What's unclear here is whether anyone knew who her father was, if she was targeted by a drug dealer because of her last name, or if the dealers do this to a whole lot of women, and they just happened to stir up this old rivalry. The mechanic, who was formerly known as "The Prince" when he ran his own section of New Orleans, takes himself back into the underworld with the help of his daughter's friend in order to find and hopefully rescue his daughter.
All the standards and tropes of your basic action movie apply here - the hero can take down 20 enemies with 20 bullets from a standard gun, but the villains can shoot hundreds of bullets at the heroes with automatic rifles and never hit him. OK, almost never. And the villains will hold the gun to someone's head and count to three - and you know that if that's an important character with the gun held to their head, they're not going to die. I'm betting that in real life, bad people with guns don't count to three, they just shoot, right?
So sorry, there's no new ground broken here. Just the same tired elements of typical white-hat/black-hat action films. If anything it gives people bad ideas - if your daughter is kidnapped, don't call the police, just load up with a bunch of untraceable weapons and head for her last known location, then just start beating up and shooting people until you get her back.
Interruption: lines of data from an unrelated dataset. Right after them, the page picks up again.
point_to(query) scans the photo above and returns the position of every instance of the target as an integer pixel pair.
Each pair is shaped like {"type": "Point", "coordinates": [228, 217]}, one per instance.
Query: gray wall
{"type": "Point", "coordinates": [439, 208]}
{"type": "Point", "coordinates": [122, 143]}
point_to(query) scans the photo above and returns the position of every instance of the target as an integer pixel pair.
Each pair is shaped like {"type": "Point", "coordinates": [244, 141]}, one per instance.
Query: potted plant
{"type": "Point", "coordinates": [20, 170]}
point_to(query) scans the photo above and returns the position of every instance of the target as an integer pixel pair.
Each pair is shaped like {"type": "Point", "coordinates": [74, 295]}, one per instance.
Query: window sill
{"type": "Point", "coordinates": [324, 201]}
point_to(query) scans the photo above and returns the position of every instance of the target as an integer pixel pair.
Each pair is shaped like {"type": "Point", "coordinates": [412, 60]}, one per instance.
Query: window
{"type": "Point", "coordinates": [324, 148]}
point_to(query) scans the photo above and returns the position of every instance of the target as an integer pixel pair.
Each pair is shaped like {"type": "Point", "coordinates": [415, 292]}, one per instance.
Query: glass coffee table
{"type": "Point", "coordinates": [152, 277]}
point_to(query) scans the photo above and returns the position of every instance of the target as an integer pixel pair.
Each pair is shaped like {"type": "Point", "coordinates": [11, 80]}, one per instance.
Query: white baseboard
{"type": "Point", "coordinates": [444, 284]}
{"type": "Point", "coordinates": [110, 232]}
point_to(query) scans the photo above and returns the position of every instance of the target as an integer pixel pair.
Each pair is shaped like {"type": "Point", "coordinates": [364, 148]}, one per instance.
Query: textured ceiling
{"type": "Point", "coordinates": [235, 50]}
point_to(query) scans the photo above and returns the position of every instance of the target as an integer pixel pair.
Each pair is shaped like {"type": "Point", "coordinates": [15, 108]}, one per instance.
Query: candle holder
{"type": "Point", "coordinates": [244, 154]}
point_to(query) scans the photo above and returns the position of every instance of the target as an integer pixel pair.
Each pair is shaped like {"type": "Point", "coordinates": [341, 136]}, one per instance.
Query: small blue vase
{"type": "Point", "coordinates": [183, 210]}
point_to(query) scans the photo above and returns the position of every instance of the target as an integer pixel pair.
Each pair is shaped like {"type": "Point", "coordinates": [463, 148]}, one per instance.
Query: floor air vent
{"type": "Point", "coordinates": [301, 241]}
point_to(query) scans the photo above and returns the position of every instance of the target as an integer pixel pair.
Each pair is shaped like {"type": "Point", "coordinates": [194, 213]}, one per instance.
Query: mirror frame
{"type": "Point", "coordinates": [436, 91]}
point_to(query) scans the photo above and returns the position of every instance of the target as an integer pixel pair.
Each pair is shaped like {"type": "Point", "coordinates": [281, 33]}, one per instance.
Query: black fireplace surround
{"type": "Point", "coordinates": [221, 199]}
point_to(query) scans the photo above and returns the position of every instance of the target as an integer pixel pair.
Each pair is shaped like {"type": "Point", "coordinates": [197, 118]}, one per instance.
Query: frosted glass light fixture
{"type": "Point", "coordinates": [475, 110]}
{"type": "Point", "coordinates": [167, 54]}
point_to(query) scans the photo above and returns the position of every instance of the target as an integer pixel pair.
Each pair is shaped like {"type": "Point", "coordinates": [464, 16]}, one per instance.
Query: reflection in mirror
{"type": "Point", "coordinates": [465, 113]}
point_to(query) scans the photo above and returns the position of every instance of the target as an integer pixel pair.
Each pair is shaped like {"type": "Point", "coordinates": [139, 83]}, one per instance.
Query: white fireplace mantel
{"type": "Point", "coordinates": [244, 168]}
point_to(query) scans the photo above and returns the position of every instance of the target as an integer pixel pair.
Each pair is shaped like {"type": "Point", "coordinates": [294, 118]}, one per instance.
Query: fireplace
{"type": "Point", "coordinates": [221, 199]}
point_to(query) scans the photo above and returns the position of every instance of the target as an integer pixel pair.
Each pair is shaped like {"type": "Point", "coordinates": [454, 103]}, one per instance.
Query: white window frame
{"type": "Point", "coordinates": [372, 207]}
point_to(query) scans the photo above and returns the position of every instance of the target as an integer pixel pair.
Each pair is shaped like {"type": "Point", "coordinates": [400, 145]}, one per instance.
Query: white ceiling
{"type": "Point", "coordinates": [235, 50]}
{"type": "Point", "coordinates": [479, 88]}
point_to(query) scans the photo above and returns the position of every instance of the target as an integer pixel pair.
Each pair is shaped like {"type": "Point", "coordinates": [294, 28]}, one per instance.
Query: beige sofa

That's probably not advisable.
Also starring Jason Patric (last seen in "Your Friends & Neighbors"), John Cusack (last seen in "Fat Man and Little Boy"), Jessica Lowndes, Gia Mantegna, Rain, 50 Cent (last seen in "Spy"), Don Harvey (also carrying over AGAIN from "Hudson Hawk"), Jesse Pruett (last seen in "Vice"), Johnathon Schaech (ditto), Tyler Jon Olson (ditto), Tim Fields, Jim Bennett, Bonnie Somerville.